Historic Vineyards and Views

Wine Tasting

A Tasting Like No Other    
The Beaune Tourism Office provides a list of locations available for tastings along the Vineyard trail and elsewhere. Those with a car who love wine and wish to explore back country roads and villages can experience a unique tasting experience in a tiny ancient cliff-side village high up against the rugged flanks of the Cote de Beaune in a hamlet known as Orches. Here, 17 generations of the Rocault family have lived and produced wine. The latest generation offers tastings and sells wine and local products in an atmospheric ancient cellar. The family produces a full range of Burgundys with 15 different appellations from 36 parcels, including premier crus. Their winery, which was featured in a New York Times travel article, creates wines with great complexity and longevity of flavor worthy of savoring with each sip. Budget travelers can experience the magical setting overnight at the Rocault’s nearby B&B, which offers clean, very low-cost rooms with private baths. Beautiful walking trails depart from the village up and down the cliff. And the owners offer vineyard tours for up to 50 people. If you plan to stop by for a tasting, have your hotel concierge call if your French isn’t great, or email them in advance. The Rocaults will pack up the wine for you, but they do not ship. 

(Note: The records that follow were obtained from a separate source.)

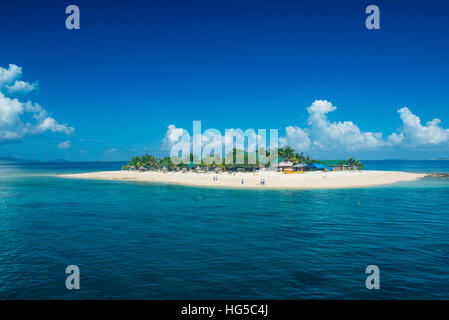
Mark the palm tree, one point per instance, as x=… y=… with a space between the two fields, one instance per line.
x=287 y=152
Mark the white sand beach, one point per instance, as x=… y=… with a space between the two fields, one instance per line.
x=273 y=180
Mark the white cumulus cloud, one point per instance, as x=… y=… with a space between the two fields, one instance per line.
x=64 y=145
x=416 y=133
x=20 y=119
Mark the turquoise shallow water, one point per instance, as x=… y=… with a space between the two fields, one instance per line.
x=152 y=241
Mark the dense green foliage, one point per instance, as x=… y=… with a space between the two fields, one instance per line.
x=250 y=161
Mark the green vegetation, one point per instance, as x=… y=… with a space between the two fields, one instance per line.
x=148 y=162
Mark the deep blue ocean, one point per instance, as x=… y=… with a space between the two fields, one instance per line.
x=152 y=241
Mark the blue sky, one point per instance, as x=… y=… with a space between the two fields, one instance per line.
x=136 y=67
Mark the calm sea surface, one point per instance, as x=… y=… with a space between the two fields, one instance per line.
x=153 y=241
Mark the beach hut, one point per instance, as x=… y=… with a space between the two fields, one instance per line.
x=285 y=165
x=318 y=166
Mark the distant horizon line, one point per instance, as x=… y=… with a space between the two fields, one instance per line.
x=12 y=159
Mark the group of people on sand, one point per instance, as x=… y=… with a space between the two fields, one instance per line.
x=262 y=180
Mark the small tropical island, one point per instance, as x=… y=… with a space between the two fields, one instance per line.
x=287 y=170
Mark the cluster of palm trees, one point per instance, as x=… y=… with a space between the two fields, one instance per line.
x=209 y=162
x=290 y=154
x=351 y=162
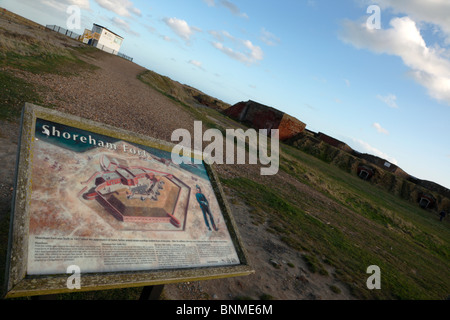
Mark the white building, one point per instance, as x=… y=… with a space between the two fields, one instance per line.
x=106 y=40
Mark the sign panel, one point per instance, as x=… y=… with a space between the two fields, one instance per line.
x=113 y=204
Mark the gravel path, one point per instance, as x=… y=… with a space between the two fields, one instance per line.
x=113 y=95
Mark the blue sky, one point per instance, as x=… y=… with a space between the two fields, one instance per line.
x=384 y=91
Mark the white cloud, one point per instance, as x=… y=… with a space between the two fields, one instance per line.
x=430 y=66
x=243 y=50
x=390 y=100
x=367 y=148
x=124 y=8
x=269 y=38
x=62 y=5
x=196 y=63
x=233 y=8
x=181 y=28
x=251 y=55
x=436 y=12
x=123 y=25
x=210 y=3
x=379 y=128
x=229 y=5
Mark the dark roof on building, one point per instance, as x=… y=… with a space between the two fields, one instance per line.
x=108 y=30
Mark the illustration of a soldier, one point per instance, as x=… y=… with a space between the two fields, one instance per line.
x=204 y=205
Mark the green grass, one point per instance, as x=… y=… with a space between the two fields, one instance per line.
x=14 y=92
x=355 y=225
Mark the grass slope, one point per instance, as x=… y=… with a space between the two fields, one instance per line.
x=347 y=224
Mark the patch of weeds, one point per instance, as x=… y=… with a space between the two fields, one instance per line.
x=314 y=265
x=335 y=289
x=14 y=92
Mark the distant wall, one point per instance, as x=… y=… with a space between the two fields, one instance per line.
x=395 y=181
x=259 y=116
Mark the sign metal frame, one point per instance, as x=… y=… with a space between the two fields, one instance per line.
x=18 y=283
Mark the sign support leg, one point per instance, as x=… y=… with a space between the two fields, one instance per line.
x=151 y=292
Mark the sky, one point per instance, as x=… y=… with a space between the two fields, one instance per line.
x=374 y=74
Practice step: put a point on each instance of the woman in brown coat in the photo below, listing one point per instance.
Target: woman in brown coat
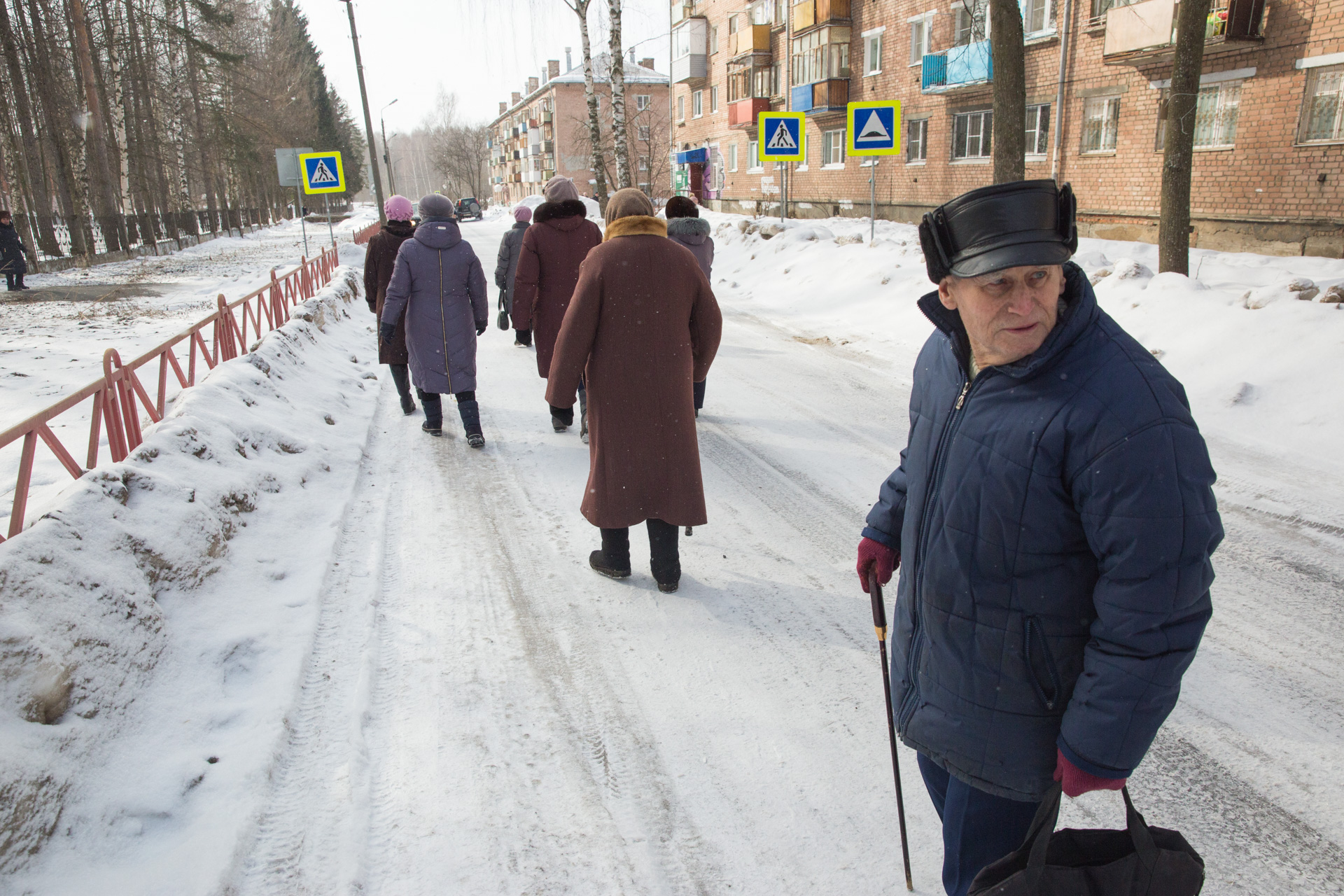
(549, 266)
(641, 328)
(378, 272)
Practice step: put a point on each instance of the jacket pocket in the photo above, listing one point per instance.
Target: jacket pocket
(1041, 664)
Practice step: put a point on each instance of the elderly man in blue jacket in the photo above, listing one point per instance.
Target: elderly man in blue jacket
(1053, 517)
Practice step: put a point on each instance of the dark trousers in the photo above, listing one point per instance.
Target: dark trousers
(666, 562)
(977, 828)
(402, 378)
(467, 407)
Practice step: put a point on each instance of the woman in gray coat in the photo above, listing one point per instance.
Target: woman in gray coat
(438, 285)
(505, 266)
(686, 229)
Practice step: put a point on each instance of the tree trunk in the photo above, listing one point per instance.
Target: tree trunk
(594, 118)
(620, 139)
(1009, 86)
(1179, 146)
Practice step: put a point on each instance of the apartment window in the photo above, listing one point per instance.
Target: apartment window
(1323, 108)
(917, 140)
(1037, 16)
(921, 38)
(1038, 130)
(832, 147)
(971, 133)
(971, 19)
(1101, 122)
(873, 51)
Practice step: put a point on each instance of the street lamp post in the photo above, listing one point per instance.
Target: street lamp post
(369, 120)
(387, 159)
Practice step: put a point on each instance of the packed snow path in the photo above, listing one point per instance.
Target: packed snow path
(482, 713)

For a less picturesque but equally authentic wine-tasting, consider Bejot, a major area producer of wines of all grades, located in a modern facility along the Vineyard Trail. It offers tastings in a sophisticated, contemporary setting with multi-lingual representatives on hand to serve and answer questions. Bejot offers complete shipping services, and we found that even with shipping included the wines were a bargain compared with U.S. prices. (See below for notes on taking wine back to the U.S.) 
A note on carrying wines back to the U.S. While travelers have to declare more than one bottle and may have to pay a nominal duty and excise tax, the chances are good that the customs officer will simply wave you through as long as you have declared the wine. Wineries know how to package wine so that it will not break in transit. We recently brought home 15 bottles, which we had packed in two boxes by the winery that we then had shrink-wrapped at the airport into a single unit weighing less than the 51-pound luggage limit. Because we had carry-ons for our belongings, we didn’t have to pay an extra luggage fee, and the customs officer waved us through. Based on a quick online price check back in the states, it appears we saved at least 33% per bottle on what is perhaps the best souvenir from our trip.